9月に戻れたら

愛する人へ、いつになったら私を殺しに来てくれる。去るもの追わずなんて馬鹿の言うことだ。出禁くらいにしないとわたしの熱量の割に合わないのに。なんてね。

毎日違う人。少女っぽい娼婦。悪魔っぽい天使でいよう。黒も、赤も、白も、紫でも似合う女でいよう。女かどうかも怪しく居よう。ロリータを着てもいいし、ジャージを着てもいい、全部着こなしてお洒落でいよう。中学のジャージにブルーノマリのパンプスを履きます。泥酔して嘔吐したって、そのまま裸足でスワニルダを踊ってもいいでしょう。悲しく抱かれたあと、電車の中でショパンを聴く。文化的な暮らしが大好きです、同じくらい非・文化的なものも好きです。穴の空いた靴下を履くくらいなら裸足で居たらいい。ご飯が食べられないくらいお金がなければ、我慢したっていい。

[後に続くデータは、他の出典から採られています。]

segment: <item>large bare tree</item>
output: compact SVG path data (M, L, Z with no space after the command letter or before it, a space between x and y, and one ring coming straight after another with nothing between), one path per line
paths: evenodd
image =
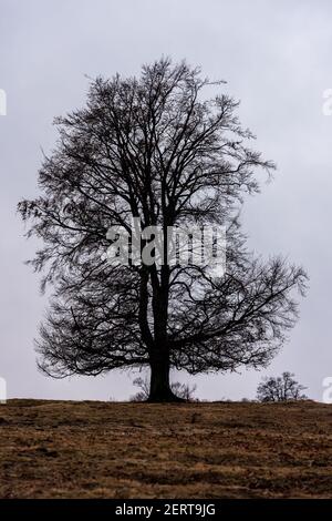
M248 147L237 103L185 62L162 59L139 78L92 82L86 106L59 118L59 141L39 172L41 195L22 201L31 263L53 286L38 339L54 377L148 366L149 400L172 401L169 369L189 374L266 366L297 318L305 274L246 248L238 213L257 174L271 171ZM198 264L114 265L110 226L195 224L227 229L224 276Z

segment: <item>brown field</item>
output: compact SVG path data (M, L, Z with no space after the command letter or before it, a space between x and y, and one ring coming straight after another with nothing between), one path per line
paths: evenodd
M332 406L10 400L1 498L332 498Z

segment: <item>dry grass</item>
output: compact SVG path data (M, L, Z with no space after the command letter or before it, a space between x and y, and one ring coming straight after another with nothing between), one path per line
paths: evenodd
M332 407L10 400L1 498L332 498Z

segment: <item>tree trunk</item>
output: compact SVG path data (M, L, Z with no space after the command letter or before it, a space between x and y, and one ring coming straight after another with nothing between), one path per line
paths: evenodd
M169 386L169 364L159 359L151 364L151 385L147 401L159 403L169 401L186 401L177 397Z

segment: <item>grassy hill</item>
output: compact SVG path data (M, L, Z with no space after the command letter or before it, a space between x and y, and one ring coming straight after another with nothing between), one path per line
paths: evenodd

いつも通り、私だけご機嫌で居られたらいい。人の調子を気にするから気が散るのだ。ふうん、そんなこともあるのねと、落ち着いて話したらいいよ。寒い風が吹いても騒がない。譲れない何かのために悪役になる覚悟がないのであれば、すきじゃない。ノートに書いてあった字が思いのほか丸かった。でもそんなのですらどうでもいい。
可愛く生きてもいいし、可愛くない生き方をしてもいい。私たちは思いのほか、人のじかんをたべていきている。三島由紀夫を鞄に入れる。触れなかった睫毛。どうしようもなくなった時に聴く曲も、要らない。
お日様に挨拶する。全部を包んで肯定してくれるのが朝の光。夜に消えたくなるなら、せめて私を読んで。